W3C home > Mailing lists > Public > public-html@w3.org > February 2008

Re: Spaces in IRIs

From: Sam Ruby <rubys@us.ibm.com>
Date: Fri, 01 Feb 2008 21:15:27 -0500
Message-ID: <47A3D23F.5010206@us.ibm.com>
To: Anne van Kesteren <annevk@opera.com>
CC: Henri Sivonen <hsivonen@iki.fi>, HTML WG <public-html@w3.org>

Anne van Kesteren wrote:
> On Fri, 01 Feb 2008 00:52:14 +0100, Sam Ruby <rubys@us.ibm.com> wrote:
>> I believe that advice applies here.  Spaces in IRI should be an error.
> 
> You might want to have a look at the work on revising RFC 3987:
> 
>   https://datatracker.ietf.org/drafts/draft-duerst-iri-bis/
> 
> It introduces a "Legacy Extended IRI" (LEIRI) syntax that allows spaces 
> and various other characters.
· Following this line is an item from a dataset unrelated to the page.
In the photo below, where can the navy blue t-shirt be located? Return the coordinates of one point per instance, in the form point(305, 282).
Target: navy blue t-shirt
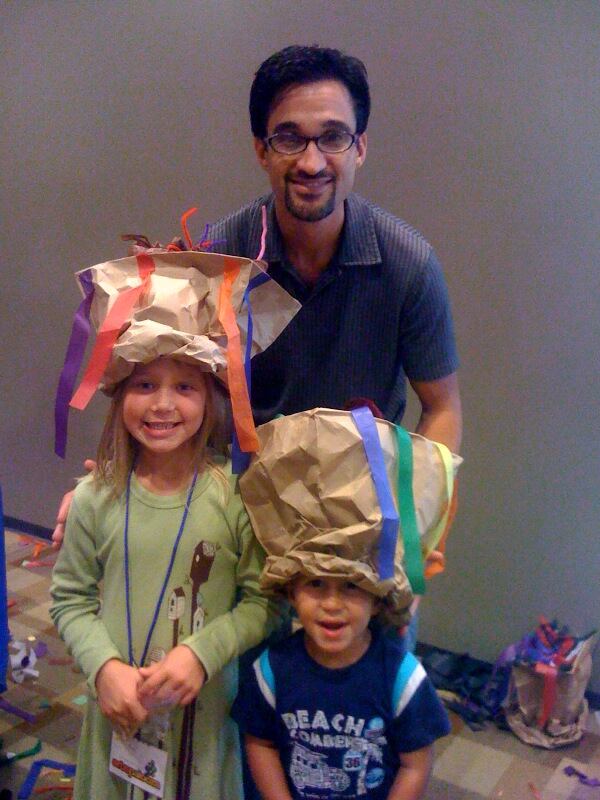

This syntax is primarily designed for 
> markup languages.

IMHO, that would be unfortunate.  As I pointed out, a common error I see 
in feeds is when trying to detect a URI is relative reference (a common 
error in RSS feeds where such usage is ambiguous) is that URI can't be 
parsed as a URI at all.  Digging deeper, the problem often is a missing 
close quote (a missing open quote is another common error).  I would be 
interested to see if Henri were to dig deeper into the specific errors 
he sees if this is also the case in his data.

There also are languages like Ruby where URI.parse throws an exception 
when attempt is made to parse a purported URI that contains a space.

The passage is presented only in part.